20-Zamek

2 0 0
                                    

Przeszłam przez portal w oczy rzucił mi się wielki zamek. Widziałam, że nie jestem sama I ktoś idzie przedemną z grupką znajomych.

Gdy szłam za nimi ktoś wylądował przede mną.

-No Cześć jestem Sara. Mogę dotknąć twoje włosy? Nigdy nie widziałam kogoś z tak białymi.- Powiedziała.

-Jestem Annabeth. Oczywiście dotknij.

-Ile siedziałaś nad farbą?- Zapytała.

-To naturalne. Chciałabym by były ciemniejsze ale tak bym nie musiała co jakiś czas farbować.

-O to wiem jak ci pomóc. Chodź.- Powiedziała I pociągnęła mnie w stronę zamku.

-Chwila nie nadążam.- Mówię łapiąc coraz to większe oddechy.

-Czyli jak dobrze rozumiem nie byłaś zwolenniczką sportu?- Zapytała się lekko śmiejąc.

-No oczywiście bo nie wiedziałam, że jak stracę skrzydła to z nimi całe moje sportowe życie.- Powiedziałam.

-Czekaj. To kim byłaś?- Zapytała zdezorientowana.

-Aniołem. Księżniczką.

-Łoo stara my tutaj mamy już was pięciu. Jesteście tak rzadcy, że ja nie mogę.

-Miałaś mnie dokądś prowadzić?

-A tak wskocz mi na barana dawaj.- Powiedziała.

-Przecież ja cię połamię.- Powiedziałam odsuwając się.

-Dźwigałam cięższe od ciebie no dawaj.

Wiedziałam, że nie mam jak wygrać tej dyskusji więc wskoczyłam jej na plecy.

Jestem pod wrażeniem, że z dodatkowym ładunkiem biegnie tak samo szybko.

Gdy stanęliśmy przed wrotami do zamku ona mnie już postawiła na ziemi.

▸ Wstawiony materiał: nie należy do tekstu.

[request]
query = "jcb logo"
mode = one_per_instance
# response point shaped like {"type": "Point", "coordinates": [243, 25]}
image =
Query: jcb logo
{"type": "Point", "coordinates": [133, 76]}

-Dzięki. Jestem pod wrażeniem.

-Spoko. Kiedy mój ojciec wybierze ci pracę to też będziesz taka silna.- Powiedziała uśmiechając się do mnie uroczo.

Weszliśmy do środka i nie mogłam uwierzyć własnym oczom. Tutaj jest tak pięknie, że nigdy byś nie pomyślała o takim wykonaniu pracy.

-Tak w ogóle to ile masz lat?- Zapytałam.

-17, a ty?

-Też 17.

-Jakie zwierze lubisz najbardziej?

-Oj nie wiem. Wszystkie są tak samo piękne w środku jak i na zewnątrz.- Powiedziałam.

Gdy tak zadawałyśmy sobie pytania doszliśmy do jakiś drzwi. Sara otworzyła je I zobaczyłam piękne spa.

-Dzień dobry Saro, dzień dobry dziewczynko.- Przywitała nas zapewne szefowa swojego pokoiku.

-Mogłabyś ją odnowić?- Zapytała ją.

-Oczywiście. Chodź dziecko. Czas na kąpiel.- Zawołała radosna.

Podeszłam do pięknej dużej wanny, która była już zapełniona wodą I pianą. Płatki róż pływały sobie tak jakby nie miały innych zmartwień.

Kobitki latały koło mnie dając jakieś soki albo przekąski lecz ja odmawiałam grzecznie.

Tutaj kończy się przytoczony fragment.